Cure for common cold possibly found, scientists say

Runny noses, sneezes, coughs, sore throats. The common cold is such a staple of modern life that one often doesn’t consider that it may ever go away. However, a new treatment, UK scientists said, may be the method that everyone’s been hoping for to finally be able to effectively combat the common cold.

Normally, the common cold is caused by viruses, rather than bacteria, who infect cells throughout the body and use them to multiply. Symptoms such as coughing and mucus are the body’s immunization response. However, rather than combating the virus as many have tried to do in years past, the scientists are looking at a cause that’s easier to battle: the human body itself. Targeting and disabling certain enzymes that cold viruses use to self-replicate just might stop the virus in its tracks, they say.

“Viruses hijack the host to make more copies of themselves,” said visiting professor at the National Heart and Lung Institute, Imperial College London and a co-author of the study Roberto Solari. “This enzyme is one of the host enzymes that the virus hijacks.”
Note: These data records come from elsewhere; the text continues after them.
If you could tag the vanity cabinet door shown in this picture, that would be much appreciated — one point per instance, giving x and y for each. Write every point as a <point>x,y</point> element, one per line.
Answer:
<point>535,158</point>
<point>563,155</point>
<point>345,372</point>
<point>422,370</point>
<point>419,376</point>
While the idea of targeting the host as opposed to the virus is a new idea, as said by co-author Ed Tate, it would be more effective since targeting these specific viruses is a goal that science has tried and failed to effectively meet previously.

“Even if the cold has taken hold, it still might help lessen the symptoms,” Tate said. “This could be really helpful for people with health conditions like asthma, who can get quite ill when they catch a cold.”

However, he said that if the medication is taken before the symptoms of a cold begin to crop up, which is when infection first takes hold, it may prevent the cold from developing at all. Unfortunately, even if a cure for the common cold arrives, it may be a long way off.

“We haven’t done any animal studies, and we obviously haven’t done any studies in humans, so I can’t tell you formally what the animal toxicity of this compound is,” Solari said. “There is a still a long way before this becomes a medicine.”

Ultimately, the team isn’t sure whether the medicine will be effective by the time the actual symptoms of a cold crops up, typically a few days after the initial infection; or, for that matter, whether it’s safe to take as a preventative measure – if at all. It may in fact be limited to those who actually are at risk from the common cold.

“Rhinovirus, the common cold virus, in healthy people is pretty trivial – you have the runny nose, you have a bit of a temperature, you don’t feel well for two or three days, but you get over it,” Solari said.